As to handling the lower exchange, you need to make sure your pricing can handle the fluctuation. For every $100 you were spending on material when the dollar was at par, you will now be spending $125ish. You will need to figure out if you have to raise your prices to maintain your profits or if you are comfortable with eating the difference (this is market dependent). Don't forget about the brokerage fees and GST you will pay at the border if they are not built into the shipping price.

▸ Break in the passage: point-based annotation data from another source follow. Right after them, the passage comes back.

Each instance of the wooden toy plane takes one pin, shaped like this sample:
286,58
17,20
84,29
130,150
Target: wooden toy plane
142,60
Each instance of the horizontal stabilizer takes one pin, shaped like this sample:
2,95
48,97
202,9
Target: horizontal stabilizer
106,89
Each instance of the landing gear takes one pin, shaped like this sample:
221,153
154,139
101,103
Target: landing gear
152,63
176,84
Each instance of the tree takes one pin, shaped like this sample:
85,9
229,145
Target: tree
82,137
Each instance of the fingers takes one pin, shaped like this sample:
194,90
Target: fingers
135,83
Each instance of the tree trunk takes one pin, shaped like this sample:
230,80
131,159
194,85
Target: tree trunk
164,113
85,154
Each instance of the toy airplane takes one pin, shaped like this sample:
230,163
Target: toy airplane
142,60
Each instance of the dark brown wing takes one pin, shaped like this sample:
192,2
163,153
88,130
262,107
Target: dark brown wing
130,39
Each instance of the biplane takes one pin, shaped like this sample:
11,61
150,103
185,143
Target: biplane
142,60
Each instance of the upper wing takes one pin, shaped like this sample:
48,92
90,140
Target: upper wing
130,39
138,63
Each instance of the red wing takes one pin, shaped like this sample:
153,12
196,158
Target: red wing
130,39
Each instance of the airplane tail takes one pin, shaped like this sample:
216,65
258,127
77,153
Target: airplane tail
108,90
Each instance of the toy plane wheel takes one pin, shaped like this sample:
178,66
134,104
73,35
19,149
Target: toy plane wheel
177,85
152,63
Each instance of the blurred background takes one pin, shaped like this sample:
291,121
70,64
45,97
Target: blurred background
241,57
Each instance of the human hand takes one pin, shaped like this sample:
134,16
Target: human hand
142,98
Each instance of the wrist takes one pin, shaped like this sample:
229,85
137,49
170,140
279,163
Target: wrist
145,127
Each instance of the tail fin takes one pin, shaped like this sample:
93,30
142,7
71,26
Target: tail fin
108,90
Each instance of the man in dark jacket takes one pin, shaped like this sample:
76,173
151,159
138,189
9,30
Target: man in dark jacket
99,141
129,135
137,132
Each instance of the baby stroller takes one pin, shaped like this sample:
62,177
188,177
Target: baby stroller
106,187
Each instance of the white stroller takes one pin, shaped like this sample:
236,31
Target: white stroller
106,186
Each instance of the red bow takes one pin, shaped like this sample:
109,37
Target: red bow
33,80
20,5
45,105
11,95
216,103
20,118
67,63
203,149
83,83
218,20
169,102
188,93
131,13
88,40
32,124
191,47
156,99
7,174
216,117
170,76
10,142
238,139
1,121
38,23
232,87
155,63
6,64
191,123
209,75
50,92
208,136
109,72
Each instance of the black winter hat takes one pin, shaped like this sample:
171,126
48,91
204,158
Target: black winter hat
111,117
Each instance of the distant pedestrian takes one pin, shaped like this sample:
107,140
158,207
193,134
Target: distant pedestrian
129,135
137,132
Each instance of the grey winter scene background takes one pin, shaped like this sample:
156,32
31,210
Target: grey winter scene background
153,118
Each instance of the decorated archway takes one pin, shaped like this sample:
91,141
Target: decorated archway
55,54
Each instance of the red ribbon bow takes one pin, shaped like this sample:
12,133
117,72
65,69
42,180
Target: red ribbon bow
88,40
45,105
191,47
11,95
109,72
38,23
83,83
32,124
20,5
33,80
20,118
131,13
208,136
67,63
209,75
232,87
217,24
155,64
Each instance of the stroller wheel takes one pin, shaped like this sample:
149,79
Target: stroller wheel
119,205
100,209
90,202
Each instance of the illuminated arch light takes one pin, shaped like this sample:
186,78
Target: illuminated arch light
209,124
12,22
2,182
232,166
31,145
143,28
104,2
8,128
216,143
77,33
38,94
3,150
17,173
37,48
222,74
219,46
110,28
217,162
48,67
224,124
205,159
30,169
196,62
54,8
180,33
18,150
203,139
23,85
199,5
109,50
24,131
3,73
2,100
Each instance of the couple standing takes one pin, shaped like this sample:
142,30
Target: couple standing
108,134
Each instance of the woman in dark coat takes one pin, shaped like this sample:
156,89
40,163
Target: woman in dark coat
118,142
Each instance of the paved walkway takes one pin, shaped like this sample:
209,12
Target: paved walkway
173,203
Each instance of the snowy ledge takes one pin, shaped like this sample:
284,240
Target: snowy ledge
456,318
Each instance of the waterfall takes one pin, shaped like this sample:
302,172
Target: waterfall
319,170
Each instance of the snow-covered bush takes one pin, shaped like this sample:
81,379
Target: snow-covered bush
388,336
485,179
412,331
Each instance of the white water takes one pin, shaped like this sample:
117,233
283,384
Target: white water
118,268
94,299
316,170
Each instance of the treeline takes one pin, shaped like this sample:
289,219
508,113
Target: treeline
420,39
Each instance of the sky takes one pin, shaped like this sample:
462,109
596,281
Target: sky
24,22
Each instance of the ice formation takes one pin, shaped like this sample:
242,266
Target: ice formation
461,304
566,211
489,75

With regards to keeping US funds in a Canadian account, you will need to open a second account for your company that is linked to your primary account. This second account will be used only for the US based transactions. Be cautious with this approach though, and clarify with an accountant, as I do believe that you will be subject to capital gain taxes on the currency fluctuations.

Out of curiosity, what are you importing?

Davidl
02-05-2015, 12:26 PM
appreciate the help from everyone.

I'm looking to importing materials like leather to be made into products. Also machinery and tools.

Fulcrum
02-05-2015, 03:50 PM
I'm looking to importing materials like leather to be made into products. Also machinery and tools.

Leather can be found locally. If memory serves me correct, there are 2 or 3 tanneries in southwestern Ontario.

Don't spend too much time worrying about fluctuating exchange rates when it comes to equipment and tools. Yes, it will affect your final price but if you need the equipment than you need the equipment.

mbabruin
03-05-2015, 03:11 PM
Hi Davidl and Fulcrum, I'm actually doing research on this very topic right now. My MBA team at the UCLA Anderson School of Management has found that small- and mid-sized businesses generally overpay when it comes to currency exchange -- in the area of 5-8% per transaction -- because they can't access better rates like larger companies. We're working on a project with a new venture that aims to pool transactions from small businesses to bring down rates to 1%.